Thread: Crypto Library Help Please!

  1. #1

    Crypto Library Help Please!

    Hi guys,

    This is probably a lame question, but I swear I'm near my wits end here. I'm looking for a well documented library in C that has the algorithms DES, Triple DES, and Blowfish...And let me re-emphasize *WELL* documented and preferably basic! So far I have attempted to use both crypto++ and cryptlib without success. My C++ skills are limited and trying to use crypto++ was hopeless for me as it seemed to be heavily object oriented with very poor documentation, IMHO. Cryptlib struck me as much better as it is thankfully in plain C, however, the documentation was somewhat lacking as well and I'm having a devil of a time figuring out wtf I'm doing. I'm such a crypto newbie, I had to even look up what the difference between the CBC and CFB modes . I'm trying to encrypt an ascii string so I assume that the CFB would be most appropriate as its more of a stream cipher.

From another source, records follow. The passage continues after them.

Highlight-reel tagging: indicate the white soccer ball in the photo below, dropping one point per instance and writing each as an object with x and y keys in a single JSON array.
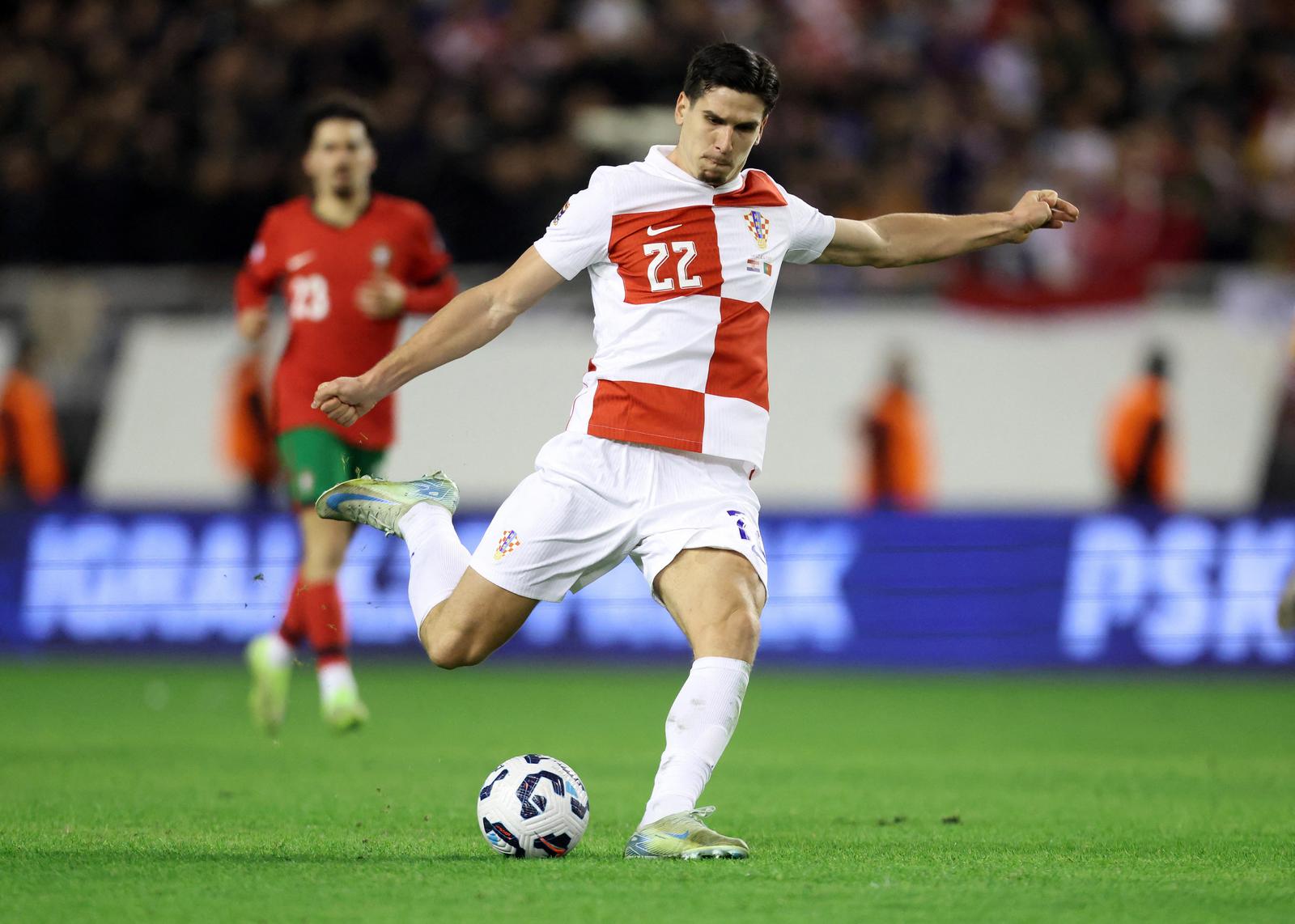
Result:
[{"x": 533, "y": 807}]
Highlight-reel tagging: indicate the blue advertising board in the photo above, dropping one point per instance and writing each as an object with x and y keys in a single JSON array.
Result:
[{"x": 887, "y": 591}]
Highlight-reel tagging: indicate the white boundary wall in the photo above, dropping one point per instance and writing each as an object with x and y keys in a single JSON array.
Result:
[{"x": 1016, "y": 408}]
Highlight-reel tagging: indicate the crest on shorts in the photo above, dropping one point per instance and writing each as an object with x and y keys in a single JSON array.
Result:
[
  {"x": 758, "y": 223},
  {"x": 507, "y": 542}
]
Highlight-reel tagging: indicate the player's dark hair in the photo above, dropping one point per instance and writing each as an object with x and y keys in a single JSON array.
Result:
[
  {"x": 735, "y": 66},
  {"x": 334, "y": 108}
]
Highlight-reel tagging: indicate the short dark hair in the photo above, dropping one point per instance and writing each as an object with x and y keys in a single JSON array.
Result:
[
  {"x": 336, "y": 106},
  {"x": 735, "y": 66}
]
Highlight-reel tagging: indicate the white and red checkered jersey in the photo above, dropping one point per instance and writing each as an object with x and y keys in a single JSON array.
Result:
[{"x": 683, "y": 278}]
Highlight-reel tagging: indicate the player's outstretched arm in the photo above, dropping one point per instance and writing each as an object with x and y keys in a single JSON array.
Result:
[
  {"x": 906, "y": 239},
  {"x": 472, "y": 320}
]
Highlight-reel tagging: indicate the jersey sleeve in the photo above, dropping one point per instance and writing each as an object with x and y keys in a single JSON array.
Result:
[
  {"x": 431, "y": 284},
  {"x": 811, "y": 231},
  {"x": 261, "y": 271},
  {"x": 578, "y": 235}
]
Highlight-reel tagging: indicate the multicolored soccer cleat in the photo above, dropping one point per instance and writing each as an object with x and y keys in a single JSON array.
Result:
[
  {"x": 684, "y": 837},
  {"x": 343, "y": 710},
  {"x": 270, "y": 678},
  {"x": 382, "y": 503}
]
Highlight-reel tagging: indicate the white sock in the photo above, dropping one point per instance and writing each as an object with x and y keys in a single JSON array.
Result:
[
  {"x": 697, "y": 730},
  {"x": 334, "y": 677},
  {"x": 437, "y": 558},
  {"x": 280, "y": 651}
]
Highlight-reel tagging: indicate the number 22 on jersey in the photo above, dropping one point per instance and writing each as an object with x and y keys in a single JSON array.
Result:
[{"x": 658, "y": 252}]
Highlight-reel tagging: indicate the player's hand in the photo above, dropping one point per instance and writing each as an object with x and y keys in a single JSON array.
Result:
[
  {"x": 1040, "y": 209},
  {"x": 381, "y": 298},
  {"x": 253, "y": 323},
  {"x": 345, "y": 401}
]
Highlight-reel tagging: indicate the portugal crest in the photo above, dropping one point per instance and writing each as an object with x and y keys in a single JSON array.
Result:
[{"x": 758, "y": 223}]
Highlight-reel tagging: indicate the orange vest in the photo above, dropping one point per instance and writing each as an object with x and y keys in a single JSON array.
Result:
[
  {"x": 1139, "y": 444},
  {"x": 897, "y": 471},
  {"x": 29, "y": 436},
  {"x": 249, "y": 439}
]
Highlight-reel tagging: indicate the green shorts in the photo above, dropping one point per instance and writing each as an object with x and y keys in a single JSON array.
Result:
[{"x": 315, "y": 460}]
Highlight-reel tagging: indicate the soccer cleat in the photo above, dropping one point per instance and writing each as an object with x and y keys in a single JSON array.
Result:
[
  {"x": 684, "y": 837},
  {"x": 269, "y": 697},
  {"x": 382, "y": 503},
  {"x": 343, "y": 710}
]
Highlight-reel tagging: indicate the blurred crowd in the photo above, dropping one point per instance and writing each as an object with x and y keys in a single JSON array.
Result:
[{"x": 159, "y": 129}]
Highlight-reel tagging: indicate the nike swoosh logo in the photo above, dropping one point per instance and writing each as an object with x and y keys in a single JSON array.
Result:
[
  {"x": 337, "y": 500},
  {"x": 295, "y": 263}
]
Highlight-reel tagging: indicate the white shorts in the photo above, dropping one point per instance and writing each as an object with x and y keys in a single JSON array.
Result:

    Here is some code that I have trying to use the cryptLib. Unfortunately, I doesn't work at all.
    //set up initialization vector variables
    char iv[CRYPT_MAX_IVSIZE] = {0};
    CRYPT_CONTEXT cryptContext = {0};
    memset(iv, '0', CRYPT_MAX_IVSIZE);

    //create the encryption context for the DES algorithm
    cryptCreateContext(&cryptContext, CRYPT_UNUSED,CRYPT_ALGO_DES);
    //set up the initialization vector
    cryptSetAttributeString(cryptContext,CRYPT_CTXINFO_IV,iv,8);
    //insert the key into the context
    cryptSetAttributeString(cryptContext, CRYPT_CTXINFO_KEY,password, 8 );
    //set as a stream cipher
    cryptSetAttribute( cryptContext, CRYPT_CTXINFO_MODE, CRYPT_MODE_CFB );
    //encrypt the plaintext
    cryptEncrypt(cryptContext,cryptarray,1);
    cryptDestroyContext(cryptContext);
    return cryptarray;

    Also, I was wondering about the best way to hash a password string into a key. For example, Blowfish has a 448 bit key. What is the best way to convert a string into this giant key? I know these questions belong on a crypto-forum-for-newbies , but I'll appreciate any help I can get

    Thanks,
    Clandestiny

  2. #2
    Administrator dELTA's Avatar
    Join Date
    Oct 2000
    Location
    Ring -1
    Posts
    4,206
    Blog Entries
    5
    Blowfish has a variable length key, it does not have to be e.g. 448 bits (which is not the maximum keylength either, if I'm not mistaken). Simply use the password itself as key. If you necessarily want to expand it, you could for example simply repeat the password until it fills up the desired length. Since the entropy of the key will not increase no matter what kind of hashing function you use, this is just as good as any other method.

  3. #3
    הבּרוּ נשׂאי כּלי יהוה mike's Avatar
    Join Date
    Mar 2001
    Posts
    491
    Well, lucky you! I work with Peter Gutmann on cryptlib, and wrote the java interface for it.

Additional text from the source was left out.